# ARCH

In [1]:
import numpy as np 
import pandas as pd
import matplotlib.pyplot as plt

import warnings
warnings.filterwarnings("ignore")

# List of Stocks and ETFs
Provided by Thomas Choi.

In [2]:
stock_list = pd.read_csv("stocks_and_etfs/stock_list.csv")
etf_list = pd.read_csv("stocks_and_etfs/etf_list.csv")

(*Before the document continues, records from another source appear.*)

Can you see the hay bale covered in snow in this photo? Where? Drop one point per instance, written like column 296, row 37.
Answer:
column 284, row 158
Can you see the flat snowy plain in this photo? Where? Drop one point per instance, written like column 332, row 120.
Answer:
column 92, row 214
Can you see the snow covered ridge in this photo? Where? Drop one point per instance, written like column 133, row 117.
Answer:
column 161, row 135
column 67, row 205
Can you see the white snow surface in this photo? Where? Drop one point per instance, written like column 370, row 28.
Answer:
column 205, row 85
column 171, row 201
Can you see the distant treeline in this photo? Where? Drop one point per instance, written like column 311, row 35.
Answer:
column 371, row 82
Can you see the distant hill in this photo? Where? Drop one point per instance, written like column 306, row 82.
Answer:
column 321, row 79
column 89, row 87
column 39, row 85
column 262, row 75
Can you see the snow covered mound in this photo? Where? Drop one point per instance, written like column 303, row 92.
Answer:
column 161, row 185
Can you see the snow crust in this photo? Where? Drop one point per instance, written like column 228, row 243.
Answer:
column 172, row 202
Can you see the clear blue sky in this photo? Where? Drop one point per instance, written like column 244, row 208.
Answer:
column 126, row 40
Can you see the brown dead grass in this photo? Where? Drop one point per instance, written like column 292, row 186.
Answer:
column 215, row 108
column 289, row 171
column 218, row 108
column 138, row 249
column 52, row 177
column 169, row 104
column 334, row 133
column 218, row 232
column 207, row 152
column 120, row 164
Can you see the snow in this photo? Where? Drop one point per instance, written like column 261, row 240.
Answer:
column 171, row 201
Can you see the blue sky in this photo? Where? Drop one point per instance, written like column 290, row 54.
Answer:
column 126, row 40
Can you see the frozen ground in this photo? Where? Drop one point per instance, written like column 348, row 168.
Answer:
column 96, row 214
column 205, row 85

FileNotFoundError: [Errno 2] No such file or directory: 'stocks_and_etfs/stock_list.csv'

In [None]:
import random

# Choose a random stock
stock_symbol = random.choice(stock_list.iloc[:,0])
print(stock_symbol)

## MySQL connection
Choosing one stock from SQL query to reduce query time.

In [None]:
# Environment variables
from dotenv import load_dotenv
load_dotenv("../mysql.env")

import os
import sys
import mysql.connector

HOST=os.environ.get("HOST")
PORT=os.environ.get("PORT")
USER=os.environ.get("USER")
PASSWORD=os.environ.get("PASSWORD")

try: 
    conn = mysql.connector.connect(
        host=HOST,
        port=PORT,
        user=USER,
        password=PASSWORD,
        database="GlobalMarketData"
    )
    query = f"SELECT Date, Close, Open, High, Low, Volume from histdailyprice3 WHERE Symbol='{stock_symbol}';"
    histdailyprice3 = pd.read_sql(query, conn)
    conn.close()
except Exception as e:
    conn.close()
    print(str(e))

# Data

In [None]:
df = histdailyprice3.copy()

In [None]:
returns = 100 * df['Close'].pct_change().dropna()
realized_vol = returns.rolling(5).std()

In [None]:
n = int(len(returns)*0.4)
split_date = returns[-n:].index

# ARCH

In [None]:
from arch import arch_model
model = arch_model(returns, mean='Zero', vol='ARCH', p=1, o=0, q=0)

In [None]:
model_fitted = model.fit(disp='off')
print(model_fitted.summary())

In [None]:
model_fitted.plot(annualize='D')

plt.tight_layout()
plt.show()

# Tuning Parameters
Bayesian Information Criteria (BIC) as the model selection method and to select lag.

In [None]:
bic_arch = []

for p in range(1, 5):
    arch = arch_model(returns, mean='zero', vol='ARCH', p=p).fit(disp='off')
    bic_arch.append(arch.bic)
    if arch.bic == np.min(bic_arch):
         best_param = p
arch = arch_model(returns, mean='zero', vol='ARCH', p=best_param).fit(disp='off')
print(arch.summary())
forecast = arch.forecast(start=split_date[0])
forecast_arch = forecast

In [None]:
from sklearn.metrics import mean_squared_error as mse

forecast_arch.variance

In [None]:
plt.figure(figsize=(10, 6))
plt.plot(realized_vol / 100, label='Realized Volatility')
plt.plot(forecast_arch.variance.iloc[-len(split_date):] / 100, label='Volatility Prediction-ARCH')
plt.title('Volatility Prediction with ARCH', fontsize=12)
plt.legend()
plt.show()